Datasets are harmonised through standardised metadata, spatial referencing, and temporal indexing, enabling consistent spatiotemporal queries across sensors and processing levels. A uniform internal structure reduces product-specific preprocessing and allows the same data-access routines to be applied across regions, sensors, and studies. This supports Earth systems analyses workflows such as validation against in situ observations, comparisons between observation and mapped products, observation system experiments, and multivariate sensor analyses.
Example applications demonstrate cross-product collocation with Argo, analysis of sea surface height variability during extreme events, and relationships between surface variables relevant for data-driven reconstruction. OceanTACO improves accessibility to coordinated multi-source analyses while preserving data provenance and native observation characteristics, and can be extended with new missions without restructuring the dataset. The core and extended dataset are available at https://doi.org/10.57967/hf/8171 (Lehmann and Aybar, 2026a) and https://doi.org/10.57967/hf/8172 (Lehmann and Aybar, 2026b) respectively.
The paper presents a "data system" composed of data from various sources and therefore subject to potentially different processing methods and/or algorithms. Highlighting these possibilities and providing information on the challenges encountered when using data from various sources is a plus.

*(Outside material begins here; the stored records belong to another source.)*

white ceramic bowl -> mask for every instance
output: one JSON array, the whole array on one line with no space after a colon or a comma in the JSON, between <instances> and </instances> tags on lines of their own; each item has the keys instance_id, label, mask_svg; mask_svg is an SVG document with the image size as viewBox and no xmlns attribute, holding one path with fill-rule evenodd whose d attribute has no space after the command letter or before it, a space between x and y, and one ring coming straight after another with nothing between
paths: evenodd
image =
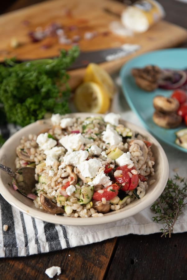
<instances>
[{"instance_id":1,"label":"white ceramic bowl","mask_svg":"<svg viewBox=\"0 0 187 280\"><path fill-rule=\"evenodd\" d=\"M90 116L90 114L76 113L68 115L86 117ZM18 191L14 190L11 185L11 177L2 170L0 170L1 194L9 203L22 212L43 221L57 224L72 226L98 225L124 219L140 212L152 204L163 191L168 178L168 161L161 146L149 133L128 122L122 120L120 122L126 127L139 133L153 143L152 149L155 159L154 167L155 175L150 180L155 179L156 181L148 188L145 196L142 198L135 200L124 208L107 213L102 217L75 218L55 216L35 208L31 199L21 194ZM29 124L15 133L0 149L0 163L15 170L16 148L19 143L21 138L24 135L26 136L30 133L39 133L49 126L49 122L38 121Z\"/></svg>"}]
</instances>

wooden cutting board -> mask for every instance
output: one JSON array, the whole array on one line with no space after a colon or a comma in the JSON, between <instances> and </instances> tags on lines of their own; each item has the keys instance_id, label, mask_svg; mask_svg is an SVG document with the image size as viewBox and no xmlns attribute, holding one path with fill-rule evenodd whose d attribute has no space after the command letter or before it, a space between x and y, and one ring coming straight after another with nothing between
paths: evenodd
<instances>
[{"instance_id":1,"label":"wooden cutting board","mask_svg":"<svg viewBox=\"0 0 187 280\"><path fill-rule=\"evenodd\" d=\"M128 60L146 52L176 46L186 39L186 30L162 20L147 32L131 37L117 35L110 30L111 22L120 22L122 11L126 6L111 0L53 0L30 6L0 17L0 61L5 57L21 59L36 59L58 55L62 49L68 49L71 44L62 44L56 35L47 36L33 42L28 34L36 28L45 29L53 23L62 26L68 38L80 36L81 49L90 50L119 47L125 43L138 44L141 48L122 58L102 64L112 73L118 70ZM110 11L110 12L109 12ZM95 32L93 38L84 39L86 32ZM14 38L20 45L11 45ZM84 68L71 71L72 87L81 82Z\"/></svg>"}]
</instances>

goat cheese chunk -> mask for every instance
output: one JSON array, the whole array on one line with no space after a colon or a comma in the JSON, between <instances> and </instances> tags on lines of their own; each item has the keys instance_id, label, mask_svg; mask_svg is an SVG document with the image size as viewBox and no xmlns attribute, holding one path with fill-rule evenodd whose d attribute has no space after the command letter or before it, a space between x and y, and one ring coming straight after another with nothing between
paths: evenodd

The data system can certainly be useful for many purposes, and therefore the paper, while not original, is valuable.
Some information should be added for further useful references. Any data set contains noise and spurious data. Have these been eliminated from the data residing in the various repositories? Was a check performed within the "OceanTACO" system?
A weakness of the article is represented by the usage examples, which are rather superficial and do not provide sufficient detail, as in 3.3 and 3.5. In the case of Observation System Experiments and Mission Impact Studies, how much of an impact might the definition of very large regions (perhaps unable to highlight subregional phenomena) have on (e.g.) impact studies? Even more vague is the paragraph regarding machine learning, which could also be considered data mining. There are many machine learning models, including supervised, unsupervised, semisupervised, and reinforcement learning. Some details on what has been used by the cited authors could be very useful.